But there’s an unresolved debate within the EU about how to handle such cases, including how and where to settle migrants and the role of each Southern European country in responding to the crisis. A resolution will be put to a vote at a European Parliament plenary session Dec. 15.
Many migrants are fleeing violence and a lack of economic opportunity in North Africa and Syria. The number of migrants has skyrocketed in 2014, with 53,000 crossing the central Mediterranean in recent months.
The EU last month launched joint operation Triton, which allocates 2.9 million euros ($3.5 million) a month for the deployment of seven vessels and three aircraft to patrol the central Mediterranean and Southern European coast to combat illegal crossings. Much of that effort has gone into rescuing stranded migrants and safely getting them to land to be further processed.
International Business Times spoke with Kumar of Amnesty International about what more could be done to help migrants crossing into Europe.
IBTimes: Could you give us a picture of the current situation around the Mediterranean?
T. Kumar: As of mid-September, around 2,500 people have died crossing the Mediterranean from North Africa and the Middle East to Europe, but it is hard to come to an accurate count because the activity is clandestine in nature.
IBTimes: There is a debate in Europe over how to handle the massive increase in migration. What do you think needs to happen immediately to potentially save the lives of thousands of migrants who make dangerous journeys to Europe?
Kumar: The EU is doing whatever they can, but we first want the EU to rescue and protect the refugees, then they can decide what to do with them, whether that’s deporting them or determining that they have legitimate claim to political asylum or any other action. But first thing is saving the people who are crossing.
IBTimes: Why has there been a rise in anti-immigrant sentiment in Europe, particularly with right-wing parties?
Kumar: It's nothing unusual for any country to become defensive and in some sense become protective of their country, especially when the economy is doing poorly and unemployment goes up. We have that problem even in this country, despite the fact that it is a country of migrants. That issue is there and we have to deal with that, but those people are not the majority.
IBTimes: Is Amnesty International directly involved in relief efforts?
Kumar: No, Amnesty is not a relief agency. We are keeping the pressure up on EU politicians and bringing visibility to this issue with reports. Our initial request with the EU is to save people who are crossing. They are taking a high risk to leave their country because the situations [there are] dire. As part of the international community, [European leaders] have to do this. That’s our request.
If there is no meaningful attempt to rescue these people, then more people will die. Additionally, more people will cross if the current situation in North Africa keeps getting worse. If it improves, they don’t have to leave their country. Unless it improves, [European authorities] can’t expect people not to flee, because they simply can’t live in their countries.

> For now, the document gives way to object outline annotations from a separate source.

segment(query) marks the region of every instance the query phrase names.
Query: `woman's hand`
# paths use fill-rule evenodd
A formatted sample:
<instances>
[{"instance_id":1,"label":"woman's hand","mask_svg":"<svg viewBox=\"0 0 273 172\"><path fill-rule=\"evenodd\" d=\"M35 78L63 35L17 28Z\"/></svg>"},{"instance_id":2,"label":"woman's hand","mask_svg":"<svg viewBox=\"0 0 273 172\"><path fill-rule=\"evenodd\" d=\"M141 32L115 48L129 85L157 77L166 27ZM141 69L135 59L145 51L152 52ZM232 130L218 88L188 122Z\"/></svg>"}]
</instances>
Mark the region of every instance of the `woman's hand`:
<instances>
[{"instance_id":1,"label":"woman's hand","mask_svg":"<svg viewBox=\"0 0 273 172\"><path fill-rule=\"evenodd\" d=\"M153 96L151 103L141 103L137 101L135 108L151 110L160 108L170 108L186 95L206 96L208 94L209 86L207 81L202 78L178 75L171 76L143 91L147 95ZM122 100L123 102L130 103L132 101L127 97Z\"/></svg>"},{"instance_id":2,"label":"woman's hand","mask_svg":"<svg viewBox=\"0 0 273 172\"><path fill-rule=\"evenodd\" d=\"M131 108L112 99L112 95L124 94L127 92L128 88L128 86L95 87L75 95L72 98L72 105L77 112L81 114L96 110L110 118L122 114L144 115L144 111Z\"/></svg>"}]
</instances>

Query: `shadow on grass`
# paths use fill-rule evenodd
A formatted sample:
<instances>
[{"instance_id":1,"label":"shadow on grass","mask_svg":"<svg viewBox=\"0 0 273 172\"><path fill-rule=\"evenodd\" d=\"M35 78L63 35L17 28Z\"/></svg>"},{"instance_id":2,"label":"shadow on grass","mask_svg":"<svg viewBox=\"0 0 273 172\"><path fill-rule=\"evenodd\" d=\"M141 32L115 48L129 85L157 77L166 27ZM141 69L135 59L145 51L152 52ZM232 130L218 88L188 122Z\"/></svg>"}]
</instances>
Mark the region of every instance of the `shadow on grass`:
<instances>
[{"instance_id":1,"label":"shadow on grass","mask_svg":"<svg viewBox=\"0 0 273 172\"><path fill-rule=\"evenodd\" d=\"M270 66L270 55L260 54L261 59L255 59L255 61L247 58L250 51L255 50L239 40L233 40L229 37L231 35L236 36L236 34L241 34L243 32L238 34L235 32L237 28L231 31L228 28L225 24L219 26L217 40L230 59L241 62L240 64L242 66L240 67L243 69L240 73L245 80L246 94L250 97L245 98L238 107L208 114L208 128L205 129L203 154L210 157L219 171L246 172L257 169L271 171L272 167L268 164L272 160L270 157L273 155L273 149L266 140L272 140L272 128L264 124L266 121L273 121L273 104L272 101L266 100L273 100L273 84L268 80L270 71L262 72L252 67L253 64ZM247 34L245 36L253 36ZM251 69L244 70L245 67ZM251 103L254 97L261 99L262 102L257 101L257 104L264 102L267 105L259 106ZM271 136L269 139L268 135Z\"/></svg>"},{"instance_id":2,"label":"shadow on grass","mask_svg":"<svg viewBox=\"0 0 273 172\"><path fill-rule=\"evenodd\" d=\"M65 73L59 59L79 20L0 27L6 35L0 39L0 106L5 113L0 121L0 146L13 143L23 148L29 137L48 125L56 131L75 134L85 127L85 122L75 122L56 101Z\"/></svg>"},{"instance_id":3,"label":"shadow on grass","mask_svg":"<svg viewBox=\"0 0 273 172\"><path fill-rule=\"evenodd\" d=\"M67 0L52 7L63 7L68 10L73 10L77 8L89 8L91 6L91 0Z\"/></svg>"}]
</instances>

IBTimes: What does Amnesty International want to see in the long term?
Kumar: One thing that needs to happen is solving the economic difficulties in countries where people are emigrating, to see where the EU and others can try to stabilize those countries. They need to weigh that possibility. The second thing is more difficult, which is solving some of the internal struggles in these countries like Libya and Syria. This is difficult because foreign powers have little jurisdiction within these countries, so there’s only so much they can do without the consent of the leaders there.